EDITORIAL COMMENT: Time for Mat’land regions to reclaim status on animal husbandry

14 May, 2017 - 00:05 0 Views
EDITORIAL COMMENT: Time for Mat’land regions to reclaim status on animal husbandry Dr Joseph Made

The Sunday News

Dr Joseph Made

Dr Joseph Made

A researcher and author, GR Keeton in a journal, “The basic needs approach: A missing ingredient in development theory?” says that “the poor record of conventional development theories in reducing poverty in developing countries may result from the neglect of certain preconditions that are necessary before the people of a developing country are receptive to conventional economic stimuli.

The basic needs approach, in its various forms, focuses on some of these requirements through its emphasis on human development and the recognition that economic development does not take place in a social vacuum.”

Other scholars have argued that the basic needs approach gives emphasis on making sure that people attain enough resources so as to acquire enough wealth so that they may be able to sustain their basic needs, which among others, include shelter, access to medical care, food, water, sanitation and education.

Moreover, it talks of sharing natural resources among different classes in communities. Although some academics have punched holes on the theory, what is evident is that it has managed to transform lives of people where ever it has been put into practice, simply because it focuses on grassroots and what is happening on the ground. To some degree, it shifts away from the “economist view of measuring development”.

The philosophy is that people should be able to use their natural resources, or they should be given assistance so that they can use their natural resources. On reflection, Zimbabweans have been beneficiaries of such an approach, with the ruling party, Zanu-PF, working round the clock to make sure that people benefit from natural resources. Furthermore, the Government has gone a step further from merely availing natural resources to locals, but also giving people relevant skills and material inputs to transform their lives.

The Command Agriculture programme, which was introduced last year, coming at a time when programmes with similar aims like the Presidential Input Scheme had been in existence for years, is meant to make sure that people accumulate enough wealth to sustain themselves and meet their basic needs as it were.

The Government has also announced that the programme will be extended to Command Livestock, covering restocking, equipment, pasture development and resuscitation of the Cold Storage Commission. Some  600 000 livestock farmers in Matabeleland regions and Masvingo are already stacking hay and paddocking as part of the initiative dubbed Command Livestock.

Agriculture, Mechanisation and Irrigation Development Minister Dr Joseph Made has been on record as saying the Preferential Trade Area Bank and the private sector were funding the programme.
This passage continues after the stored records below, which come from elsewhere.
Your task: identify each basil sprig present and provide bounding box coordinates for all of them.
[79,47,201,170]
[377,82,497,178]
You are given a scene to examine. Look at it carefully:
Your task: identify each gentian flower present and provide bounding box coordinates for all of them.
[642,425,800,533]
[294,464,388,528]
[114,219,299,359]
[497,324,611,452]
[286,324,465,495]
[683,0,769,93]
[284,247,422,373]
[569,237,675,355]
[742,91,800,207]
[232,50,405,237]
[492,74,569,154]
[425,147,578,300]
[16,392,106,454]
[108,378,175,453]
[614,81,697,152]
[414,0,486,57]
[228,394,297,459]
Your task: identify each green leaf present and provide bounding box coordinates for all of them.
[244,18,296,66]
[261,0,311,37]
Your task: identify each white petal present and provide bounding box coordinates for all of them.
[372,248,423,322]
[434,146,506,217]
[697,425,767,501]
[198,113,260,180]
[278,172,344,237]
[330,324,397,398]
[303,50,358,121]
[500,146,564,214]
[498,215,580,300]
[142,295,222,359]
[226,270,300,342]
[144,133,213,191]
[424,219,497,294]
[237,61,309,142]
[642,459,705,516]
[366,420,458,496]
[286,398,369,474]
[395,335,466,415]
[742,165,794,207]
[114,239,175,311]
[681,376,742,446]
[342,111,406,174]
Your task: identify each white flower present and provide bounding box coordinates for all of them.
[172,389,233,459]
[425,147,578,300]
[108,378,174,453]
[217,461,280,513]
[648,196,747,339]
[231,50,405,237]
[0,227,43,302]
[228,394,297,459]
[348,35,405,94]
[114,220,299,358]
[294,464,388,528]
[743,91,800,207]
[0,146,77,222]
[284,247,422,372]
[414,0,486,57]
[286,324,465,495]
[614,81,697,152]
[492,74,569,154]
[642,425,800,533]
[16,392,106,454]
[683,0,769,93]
“We have made the livestock industry an appendage of Command Agriculture, and have secured funds for that. This includes dairy cattle, piggery, poultry and goats. As we all know, livestock is grown in the same way that we grow crops.

Inputs such as vaccines and medicines are required in livestock rearing, and the requisite infrastructure is being put in place.

This infrastructure includes paddocks, feeding areas and water points. We are also focusing on machinery and equipment that relates to livestock rearers. There is what we call sweetveld, which you can harvest to make hay, but we need machinery for us to be able to do that.”

The Command approach by Government has already scored major success on crop production, with the country certain to record a bumper harvest, and we urge the would be beneficiaries of the Command Livestock programme to make sure the programme is another success through putting maximum effort in their work.

Matabeleland regions are likely to emerge the biggest winners, with vast parts of Matabeleland South most suitable for animal husbandry.

Now this is the time for farmers in the region to reclaim their top place in animal husbandry. This is a programme that will certainly empower a lot of communities and prove further that President Mugabe and his Government are people centred.